Photo credit: Supreme Court building by Andrew Bardwell under Creative Commons CC BY 2.0, Marshall courtesy of alabamaag.gov, image composite by America’s 1stFreedom staff.
Alabama Attorney General Steve Marshall filed an amicus brief in the U.S. Supreme Court on Nov. 18 on behalf of Alabama and 20 other states asking the high court to hear a challenge to an anti-Second Amendment law in Maryland.
“The overwhelming majority of states recognize that the Second Amendment allows law-abiding citizens the right to bear arms outside their homes for self-defense,” said Marshall in a press release. “However, a handful of states have decided that citizens’ rights to possess a handgun outside their residence should apply only to when they meet certain limited criteria. In this case, a Maryland citizen was denied the fundamental right to self-defense because he failed to convince a bureaucrat that he faced some special danger to his safety.”
In the brief, Marshall says the “courts of appeals are deeply divided and the states are in need of guidance from [the U.S. Supreme Court].” Furthermore, he argues “the Second Amendment’s guarantee is a fundamental right that extends beyond the home.”
Brian Kirk Malpasso and the Maryland State Rifle and Pistol Association, plaintiffs in the case at hand, are challenging Maryland’s may-issue statute as an “unconstitutional burden on the Second Amendment’s right to keep and bear arms.”

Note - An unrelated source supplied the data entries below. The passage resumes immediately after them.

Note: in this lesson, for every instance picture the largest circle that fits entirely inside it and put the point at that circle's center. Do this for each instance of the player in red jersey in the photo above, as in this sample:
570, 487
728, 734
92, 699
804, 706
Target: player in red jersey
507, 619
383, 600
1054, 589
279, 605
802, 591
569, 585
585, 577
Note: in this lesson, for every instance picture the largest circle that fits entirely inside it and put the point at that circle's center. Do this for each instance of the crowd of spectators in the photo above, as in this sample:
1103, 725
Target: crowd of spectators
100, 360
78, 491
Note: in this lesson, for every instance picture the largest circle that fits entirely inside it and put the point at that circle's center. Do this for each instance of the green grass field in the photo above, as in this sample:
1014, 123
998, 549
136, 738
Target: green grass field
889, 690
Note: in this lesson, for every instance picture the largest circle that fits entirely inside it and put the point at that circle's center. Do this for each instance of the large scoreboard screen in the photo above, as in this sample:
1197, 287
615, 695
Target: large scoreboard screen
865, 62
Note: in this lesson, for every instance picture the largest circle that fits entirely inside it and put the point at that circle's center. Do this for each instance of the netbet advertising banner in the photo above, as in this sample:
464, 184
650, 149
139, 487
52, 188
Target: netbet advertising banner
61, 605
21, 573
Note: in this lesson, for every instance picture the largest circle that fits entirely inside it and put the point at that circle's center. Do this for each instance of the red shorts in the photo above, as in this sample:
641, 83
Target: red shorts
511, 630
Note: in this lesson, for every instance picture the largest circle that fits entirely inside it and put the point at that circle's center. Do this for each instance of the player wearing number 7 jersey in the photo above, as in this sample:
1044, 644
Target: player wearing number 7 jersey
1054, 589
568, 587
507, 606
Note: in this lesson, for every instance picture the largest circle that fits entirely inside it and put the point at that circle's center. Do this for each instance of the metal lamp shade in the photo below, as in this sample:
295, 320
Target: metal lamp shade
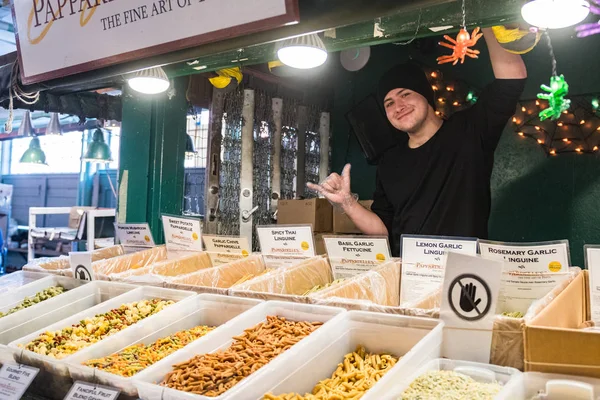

Currently, Maryland is one of eight may-issue states in the nation. To obtain a concealed-carry permit in Maryland, a “good and substantial” reason must be provided. This determination is made by the Maryland State Police. Maryland also does not honor any concealed-carry permits from other states. Maryland Secretary of State Police William Pallozzi is named defendant in the case.
“Because of this requirement, Maryland residents must prove they are under some extraordinary imminent threat in order to be granted a permit. This effectively bans most citizens from exercising their Second Amendment rights outside of their homes,” reported the NRA Institute for Legislative Action.
“In 2008, the United States Supreme Court ruled in District of Columbia v. Heller that the Second Amendment guarantees an individual right to keep and bear arms for self-defense. By denying Maryland residents the right to bear arms by carrying a firearm, the state is clearly violating the Court’s holding in Heller.”
Alabama is joined on the amicus brief by Alaska, Arizona, Arkansas, Georgia, Idaho, Indiana, Kansas, Louisiana, Mississippi Gov. Phil Bryant, Missouri, Montana, Nebraska, North Dakota, Ohio, Oklahoma, South Carolina, South Dakota, Texas, Utah and West Virginia. Alabama Solicitor General Edmund G. Lacour Jr. and Deputy Solicitor General A. Barrett Bowdre also joined Marshall on the brief.
The NRA also filed an amicus brief in support of the challenge, which concludes, “This Court should grant the petition to ensure that this Court’s clear and consistent Second Amendment teachings are faithfully applied by the lower federal courts in the context of carrying arms for self-defense in case of confrontation outside the home and to ensure that the constitutional rights of Maryland – and all American – citizens are protected.”
Maryland Shall Issue (MSI) applauded the NRA’s decision and said, “it is well past due time that the State of Maryland join each of its immediate neighbors and an overwhelming majority of the country in observing that the people have the natural and civil right to self-defense beyond their doorsteps. MSI will continue monitor this suit as it develops and offers its full support to the challenger and the NRA.”